The NAS is similarly way underfunded and understaffed and workers in that service have had quite a long struggle to get trade union recognition for the National Ambulance Service Representative Association, NASRA. We have been in this Chamber arguing for that trade union recognition for them and got a motion passed that the Government would seek to discuss this with the HSE so that it would recognise NASRA’s rights and talk to the workers and recognise their role in all this. In the meantime we had Covid and now we have a crisis in the delivery of the ambulance service. What I find interesting in how the workers view this is that they recognise that while they are underfunded, under strain and understaffed, this is intrinsically linked to the crisis in the health service, etc. because, they say, even if the ambulance service was fully staffed tomorrow, there would still be a failure insofar as there would be a lack of GPs, bed capacity and nurses and there will always be backed up queues for the services when ambulances arrive at emergency departments. If the ambulances were at full capacity, inevitably they would be left waiting outside emergency departments in the current climate and result in stagnant response times. This is compounded by the failure of the Government and the Department to fully resource the service, particularly in rural Ireland where many of the hospitals that closed have left a void and it takes much longer for ambulances to reach the point where they should be able to deliver a patient safely.

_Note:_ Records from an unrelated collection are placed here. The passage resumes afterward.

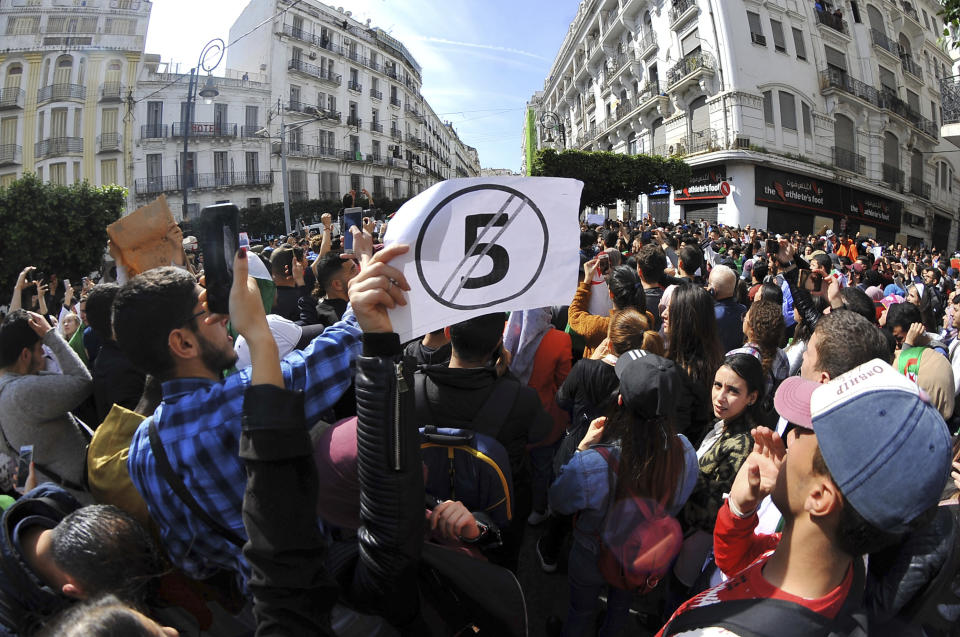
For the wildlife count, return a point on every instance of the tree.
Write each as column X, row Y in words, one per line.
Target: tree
column 608, row 177
column 59, row 229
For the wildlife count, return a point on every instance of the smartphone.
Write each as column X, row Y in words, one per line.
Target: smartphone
column 351, row 217
column 23, row 465
column 219, row 242
column 603, row 263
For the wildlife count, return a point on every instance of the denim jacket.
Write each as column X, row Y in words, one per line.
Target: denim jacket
column 584, row 484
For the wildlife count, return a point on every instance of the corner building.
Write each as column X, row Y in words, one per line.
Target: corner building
column 67, row 71
column 792, row 118
column 350, row 96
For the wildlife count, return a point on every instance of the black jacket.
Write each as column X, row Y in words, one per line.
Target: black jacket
column 456, row 395
column 115, row 381
column 295, row 581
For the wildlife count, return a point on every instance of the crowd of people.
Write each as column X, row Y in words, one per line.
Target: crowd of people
column 748, row 433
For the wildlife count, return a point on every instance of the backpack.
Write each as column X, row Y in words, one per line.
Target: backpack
column 639, row 540
column 463, row 464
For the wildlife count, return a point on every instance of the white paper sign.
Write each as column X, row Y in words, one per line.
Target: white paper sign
column 596, row 219
column 485, row 245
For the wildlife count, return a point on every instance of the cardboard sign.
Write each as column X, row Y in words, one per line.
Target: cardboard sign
column 485, row 245
column 147, row 238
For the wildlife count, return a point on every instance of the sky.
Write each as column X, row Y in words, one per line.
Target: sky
column 482, row 60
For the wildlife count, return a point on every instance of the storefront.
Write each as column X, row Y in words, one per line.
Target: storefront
column 809, row 205
column 707, row 190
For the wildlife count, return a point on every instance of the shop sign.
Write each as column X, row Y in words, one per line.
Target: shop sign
column 705, row 184
column 780, row 189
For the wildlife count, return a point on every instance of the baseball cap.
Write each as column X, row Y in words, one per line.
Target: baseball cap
column 886, row 446
column 648, row 383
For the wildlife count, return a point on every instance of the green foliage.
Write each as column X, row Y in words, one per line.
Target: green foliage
column 608, row 176
column 59, row 229
column 268, row 220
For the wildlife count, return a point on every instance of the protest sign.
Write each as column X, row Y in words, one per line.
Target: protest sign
column 147, row 238
column 485, row 245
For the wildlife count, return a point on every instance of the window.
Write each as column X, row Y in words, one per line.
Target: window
column 756, row 31
column 835, row 59
column 108, row 172
column 58, row 174
column 768, row 108
column 788, row 111
column 799, row 45
column 779, row 44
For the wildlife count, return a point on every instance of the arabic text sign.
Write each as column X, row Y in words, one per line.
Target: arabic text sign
column 485, row 245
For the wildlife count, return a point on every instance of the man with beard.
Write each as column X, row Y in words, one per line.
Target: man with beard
column 841, row 489
column 183, row 460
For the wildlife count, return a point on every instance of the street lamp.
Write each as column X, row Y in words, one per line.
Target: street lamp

I want to talk for a minute about the work that they do. My brother was an ambulance driver and a paramedic. Unfortunately, he is gone from this world quite a long time but every year they write to the family and ask us to go to the annual mass. I am not into religion but I do go to the mass out of respect for him and the workers. It is quite impressive to see how proud they are of what they do, of the service they deliver, of the job and the employment they have and the comradery between each other and for each other and for the patients that they look after. In that sort of a job that sense of solidarity and comradery is important to have because as they say themselves, the sort of sacrifices they put up with, particularly when the service is under pressure means they consistently put their own welfare to one side; they often work for five, six or more hours after shifts are finished; they repeatedly skip meals and rest times; and they sacrifice family events and their life-work balance and ignore their own mental and physical health needs. This applies not just to the National Ambulance Service but to the paramedics and the men and women of Dublin Fire Brigade as well. They shoulder the burden of the criticisms of the community and when people cannot get an ambulance and they are waiting for ages for one, what they see is the ambulance driver and the paramedic, not the Government or the Minister for Health and those in the Department who are failing to deliver a service for the community. I, therefore, welcome this motion. We fully support it and we would like to request again that the Government act on the motion that was passed without opposition some time ago in this House, the details of which I can send the Minister, particularly where it states that the Government should act on talking to the HSE to push it to discuss the question of trade union recognition with the branch of the psychiatric nurses union, known as NASRA, which has been trying to get the recognition that it deserves for ten years.